Finance Minister, Ken Ofori-Atta, has underscored the need for all to support Government’s drive for import substitution as that could lead to the stabilization of the cedi.
Ken Ofori-Atta indicated that this is the time for Ghanaians to advance reforms and unleash local production capabilities becasue the country can no longer continue to import goods from other countries, and the Ministry would continue to work with relevant regulatory authorities to reverse the trend.
The Minister noted that the challenges the nation is currently facing are daunting and that “the exigencies of the moment have forced us to turn this crisis into an opportunity to resolve our short-term challenges and the long-term structural problems that have inhibited our economic transformation”.
Mr. Ofori-Atta reiterated the President’s call for a reduction in over dependence on imported goods and to “enhance our self-reliance”.
“Clearly, the time has come for us to put in place the foundations that would allow our Industry to be the backbone of our resilience and structural transformation.”
Ken Ofori-Atta
Giving statistics to buttress his claim for a shift from importation to local production, he disclosed that between 2017 and 2020, Government spent as much as GHS 6.874 billion on the importation of rice, GHS 3.993 billion on fish, GHS 1.881 billion on Chicken (processed), GHS 487 million on meat, GHS 281 million on vegetables and an estimated GHS 184 million on Poultry.
Mr. Ofori-Atta reaffirmed the government’s commitment to assisting local industries in producing more import substitute products such as rice, poultry, vegetable oil, toothpicks, pasta, fruit juice, bottled water, ceramic tiles, and others.
He also commended the Association of Ghana Industries (AGI) for the continuous support of policies and initiatives that supported the local industries.
Government committed to stabilizing cedi
Finance Minister further reiterated government’s commitment to stabilizing the Ghana cedi by the end of the year.
According to him, government together with the Bank of Ghana, has adopted measures including dealing with speculation which he described as one of the major causes of the depreciation of the cedi in recent times.
Mr Ofori-Atta noted that though the depreciation of the cedi has impacted the cost of doing business in the country, he is confident the rate of depreciation of the local currency will slow down and bring relief to businesses.
“As the Minister of Finance, no one needs to tell me the ravages of the cedi depreciation which has become an albatross on the neck of our local industries and the high cost of living for all citizens”.
Ken Ofori-Atta
Mr Ofori-Atta also pointed out that the dollar had strengthened against the other major foreign currencies, leading to the depreciation of the Yen, Pound and the Euro.
He charged industry to increase their productive capacity to stimulate job creation, adding that “we cannot continue to be a nation of importers.”
The Ghana cedi has depreciated markedly this year against the major currencies such as the dollar, pound and Euro.
The depreciation this year is quite unusual when compared to the year 2021 when the cedi depreciated against the dollar and pound by 4.1% and 3.8% respectively, but appreciated against the Euro by 3.5%.
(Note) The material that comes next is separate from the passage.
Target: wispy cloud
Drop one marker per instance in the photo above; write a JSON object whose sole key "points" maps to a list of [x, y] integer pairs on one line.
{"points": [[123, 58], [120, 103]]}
The significant fall in the cedi so far this year has been the highest in over 22 years. Indeed, by the end of December 2007, the cedi exchange rate against US$1 was GHS0.96 and this has since depreciated to GHS13.04, equivalent to $1 (as at November 8, 2022).
Aside the usual structural bottlenecks of being an import-dependent economy that exports mainly primary products since independence, the current depreciation being experienced has been driven mainly by both domestic and external factors.
These factors include: unsustainable debt stock and debt servicing cost, failure of the government to assure investors of pursuing a credible fiscal consolidation as indicated in the 2022 budget and subsequent downgrade by major rating institutions, COVID-19 as well as the Russia-Ukraine war.